In the growing political moment for securities tokenization, the House Financial Services Committee gathered views on the innovation at a Wednesday hearing, even as the specter of President Donald Trump’s family crypto ties arose more than once.
Lawmakers broadly agreed that tokenized securities generally need the same regulatory railings as traditional securities trading, matching the position of US Securities and Exchange Commission Chairman Paul Atkins, who has said his agency is on the verge of issuing a formal rulemaking proposal to move forward with such crypto policies.
“We are on the cusp of a significant transformation in our financial landscape,” said committee chairman French Hill. But as tokenization emerges, regulatory gaps and risks need to be explored, he said. “Obviously, we will maintain market integrity regardless of the technology we choose.”
Both parties have questions about oversight and how tokenization will interfere with traditional markets, which still need to be answered by regulators and potentially by crypto legislation. Concerns raised by the panels’ Democrats included anonymous wallets that could mask foreign ownership, know-your-customer issues and decentralized finance (DeFi) governance. But the hearing effectively recognized the onset of the technology as an inevitable rather than a theoretical future.
The committee’s ranking Democrat, Rep. Maxine Waters of California, said she is concerned about tokenization moving further toward the gamification of commerce.
“This committee has already examined how trading apps use behavioral design to game investing,” she said. “Tokenization could make these trades faster, always on and with fewer roadblocks.”
However, speed and efficiency are the fundamental advantage of tokenizing shares. Blockchain Association CEO Summer Mersinger offered that non-custodial, non-discretionary DeFi code brings efficiency gains because “you remove a lot of middlemen that add costs to the trade.”
“Regulatory approaches should clearly distinguish between entities that perform intermediate functions and infrastructure that enable user-directed activity, and ensure that obligations are calibrated to the presence of parental authority, control and discretion,” she said in her testimony. Mersinger also called for an “iterative approach” by the SEC to get policy moving quickly on tokenization.
As the Senate tries to finalize the Digital Asset Market Clarity Act that would establish laws to regulate such tokenization, Atkins has said his agency will grant an “innovation exemption” that lets companies test such new arenas as tokenization without immediate registration rings.

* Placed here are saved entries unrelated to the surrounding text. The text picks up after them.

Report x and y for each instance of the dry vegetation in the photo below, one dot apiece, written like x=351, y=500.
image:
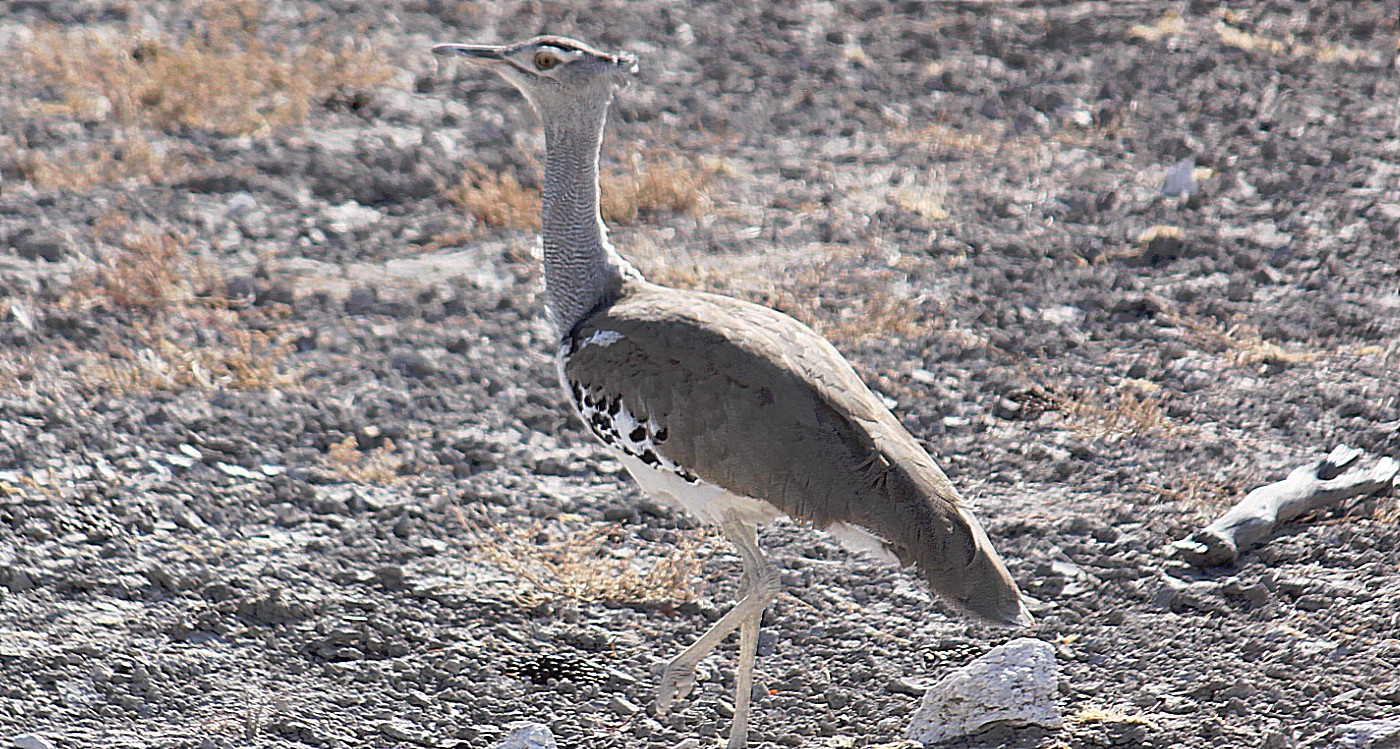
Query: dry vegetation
x=1231, y=28
x=496, y=199
x=217, y=76
x=1243, y=345
x=594, y=563
x=655, y=184
x=170, y=324
x=1129, y=410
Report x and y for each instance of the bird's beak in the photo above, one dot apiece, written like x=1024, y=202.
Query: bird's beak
x=476, y=53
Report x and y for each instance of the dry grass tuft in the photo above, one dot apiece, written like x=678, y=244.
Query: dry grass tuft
x=86, y=167
x=588, y=564
x=374, y=466
x=216, y=76
x=1171, y=24
x=926, y=200
x=1112, y=714
x=655, y=184
x=171, y=325
x=231, y=357
x=219, y=77
x=151, y=268
x=1204, y=496
x=1122, y=412
x=1228, y=30
x=497, y=199
x=1243, y=343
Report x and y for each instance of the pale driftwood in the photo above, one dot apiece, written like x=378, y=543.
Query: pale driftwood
x=1308, y=487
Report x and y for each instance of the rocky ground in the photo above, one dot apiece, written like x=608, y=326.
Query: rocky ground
x=283, y=462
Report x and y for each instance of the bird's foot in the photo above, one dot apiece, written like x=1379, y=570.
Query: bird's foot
x=676, y=682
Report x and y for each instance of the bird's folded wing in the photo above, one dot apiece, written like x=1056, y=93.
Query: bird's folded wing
x=756, y=402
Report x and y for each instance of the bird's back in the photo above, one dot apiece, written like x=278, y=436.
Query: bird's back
x=744, y=398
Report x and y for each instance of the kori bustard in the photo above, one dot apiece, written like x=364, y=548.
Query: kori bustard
x=731, y=410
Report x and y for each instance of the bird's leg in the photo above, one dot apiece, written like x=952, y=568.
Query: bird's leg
x=744, y=681
x=759, y=590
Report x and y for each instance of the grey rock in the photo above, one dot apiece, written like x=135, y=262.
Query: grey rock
x=41, y=245
x=1014, y=683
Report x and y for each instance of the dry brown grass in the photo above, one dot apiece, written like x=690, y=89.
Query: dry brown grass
x=230, y=357
x=171, y=325
x=150, y=268
x=374, y=466
x=496, y=199
x=818, y=291
x=217, y=74
x=1112, y=716
x=1229, y=28
x=657, y=184
x=1127, y=410
x=591, y=563
x=1203, y=494
x=1243, y=345
x=83, y=168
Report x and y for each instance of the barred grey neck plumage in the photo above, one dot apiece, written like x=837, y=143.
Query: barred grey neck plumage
x=581, y=268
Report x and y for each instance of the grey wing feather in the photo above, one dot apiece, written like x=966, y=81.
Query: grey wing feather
x=760, y=405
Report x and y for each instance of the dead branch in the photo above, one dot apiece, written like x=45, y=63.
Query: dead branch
x=1313, y=486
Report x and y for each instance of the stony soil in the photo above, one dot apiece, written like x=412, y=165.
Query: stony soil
x=961, y=195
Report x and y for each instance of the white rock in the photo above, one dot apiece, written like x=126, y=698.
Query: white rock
x=350, y=217
x=31, y=741
x=1012, y=683
x=528, y=735
x=1368, y=734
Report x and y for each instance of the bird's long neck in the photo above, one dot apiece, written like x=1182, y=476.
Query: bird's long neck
x=581, y=268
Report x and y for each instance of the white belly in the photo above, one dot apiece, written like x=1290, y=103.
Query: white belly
x=704, y=501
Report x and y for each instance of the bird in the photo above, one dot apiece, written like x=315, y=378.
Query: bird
x=731, y=410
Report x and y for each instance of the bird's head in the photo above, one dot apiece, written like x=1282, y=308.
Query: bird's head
x=553, y=72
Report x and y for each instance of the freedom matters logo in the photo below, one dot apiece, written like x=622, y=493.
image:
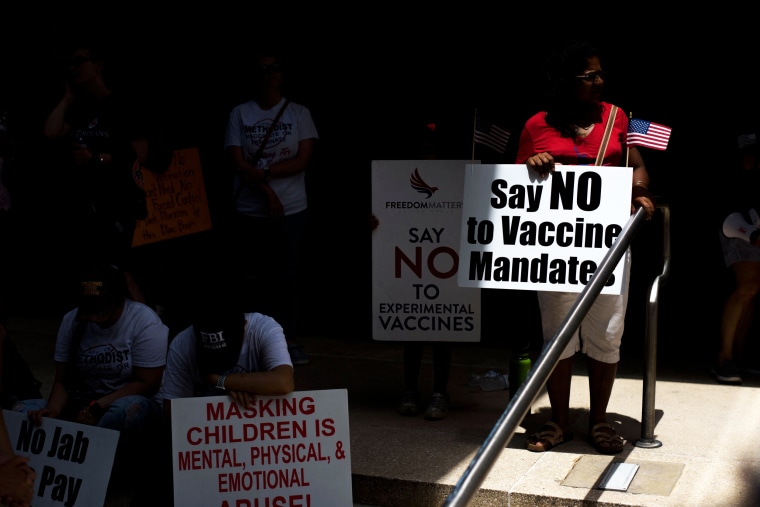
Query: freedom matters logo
x=420, y=186
x=427, y=190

Even before any of that comes, the crypto industry and the broader financial sector are building tokenization platforms.
“Tokenization is just the next iteration of the technology,” said Ken Bentsen, who heads the Securities Industry and Financial Markets Association. He said new entrants should have the same rules and guardrails as companies currently involved in stock trading.
This week, BlackRock Chairman and CEO Larry Fink argued in his annual shareholder letter that digital assets and tokenization could “refresh the plumbing of the financial system.” News also emerged that investment giant Franklin Templeton secured a tokenization partnership with Ondo Finance and that $2.2 trillion asset manager Invesco had taken over management of Superstate’s $900 million fund of tokenized US Treasury bonds, USTB.
But committee Democrats also criticized the Trump administration’s push on behalf of the crypto sector, which Waters said is paired with “obvious corruption” involving the Trump family’s personal involvement in digital asset companies, which includes a stake in World Liberty Financial Inc., which announced a deal with Securitize last month to tokenize loan proceeds tied to hotel projects.
“The Trump family has made an estimated $1 billion dollars in profits from their crypto ventures,” Waters noted. “When the government officials who approve the regulations also profit from the market they would regulate, the American people rightly ask whose interests really come first.”
“The ties between the Trump family and this industry have unfortunately cast a cloud over the legitimacy of moving forward with this important market structure legislation,” said Salman Banaei, the general counsel at tokenization firm Plume, who had also worked at the SEC and the Commodity Futures Trading Commission.